Don't be depressed for me bawc, if you ever saw my life you would think i had it sorted. Icould feel depressed for you beacuse your vision of the world is so very rigid. you make many assunptions about how the world will be in 20 years time.
Here on MN wehave a reasonably large pool of views, however, it is by no means representative of the country as a whole. I think you are very wrong to think that I am in such a minority. You have not met anyone like me? Your sister is like me!! There are many, many, many women out there like me/ there are many, many, many, men p*ed off with the new man movement. perhaps it is that you just don't move in these circles and even if you did you would turn a blind eye because it is NOT want you want to see.

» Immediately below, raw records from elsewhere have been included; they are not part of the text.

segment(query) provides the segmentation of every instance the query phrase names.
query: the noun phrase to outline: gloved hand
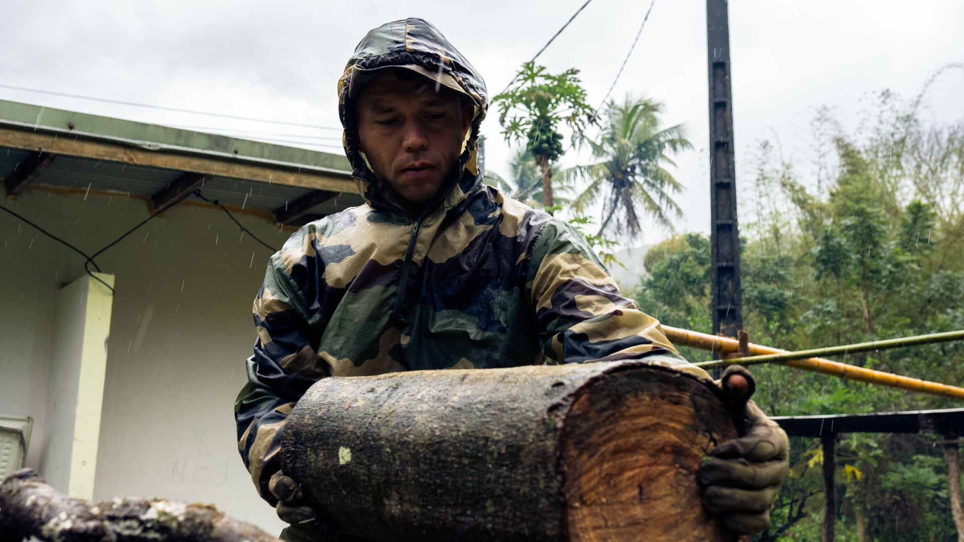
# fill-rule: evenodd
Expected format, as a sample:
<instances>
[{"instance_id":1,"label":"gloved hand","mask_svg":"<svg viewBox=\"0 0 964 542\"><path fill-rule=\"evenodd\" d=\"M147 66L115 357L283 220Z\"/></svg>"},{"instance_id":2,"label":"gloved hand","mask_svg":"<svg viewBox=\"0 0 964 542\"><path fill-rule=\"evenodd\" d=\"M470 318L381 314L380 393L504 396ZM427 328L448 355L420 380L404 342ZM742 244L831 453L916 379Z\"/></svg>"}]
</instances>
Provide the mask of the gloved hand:
<instances>
[{"instance_id":1,"label":"gloved hand","mask_svg":"<svg viewBox=\"0 0 964 542\"><path fill-rule=\"evenodd\" d=\"M314 508L304 504L301 486L281 471L268 481L268 491L278 499L278 517L291 527L285 535L298 540L335 540L335 528Z\"/></svg>"},{"instance_id":2,"label":"gloved hand","mask_svg":"<svg viewBox=\"0 0 964 542\"><path fill-rule=\"evenodd\" d=\"M703 504L727 529L753 534L770 524L770 506L790 472L787 433L749 400L756 391L750 371L730 366L717 385L723 390L741 435L703 458L697 473Z\"/></svg>"}]
</instances>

It matters not one jot to me that you will reply denying every point I have made (as you always do) with some sort of statistic/ proof/ survey or other. That is meaningless to me. YOU fit the information to suit your case and ignore everything else that does not.

Please do tell me why Gordon Ramsey is such a sex symbol? Are ALL those women mad? No. Many women like a traditionally blokey man

FrannytheBakedBeanSaviour · 16/07/2006 08:40

What has been going on here, please? Could I have a summary? I keep seeing this title in active convos and have nothing to add to the debate at all, but would very much like to know how it got to 8000 posts or whatever

kittywits · 16/07/2006 08:43

Also, yesterday I asked my nearly 8 year old about some of the issues we have been discussing here. I asked him if he thought he would change a nappy, etc, etc, etc, and he said to me that he could possibly say now because that would be in at leat 10 years time and he had no idea how he would feel about things then. Quite an outstandingly mature response from a child with such an old fashioned an limiting role model.

kittywits · 16/07/2006 08:46

Franny we ahve been discussing:
The role of the woman and man in the home

The role of the above in chuldrearing

Whether doing traditionally feamale roles emasculates a man

Why G. Ramsey is adored despite being real bloke

I am on one side and pretty well everyone else is on the other. I say things that annoy them and so the debate goes on.

Please, do join in, you must have an opinion on the subject!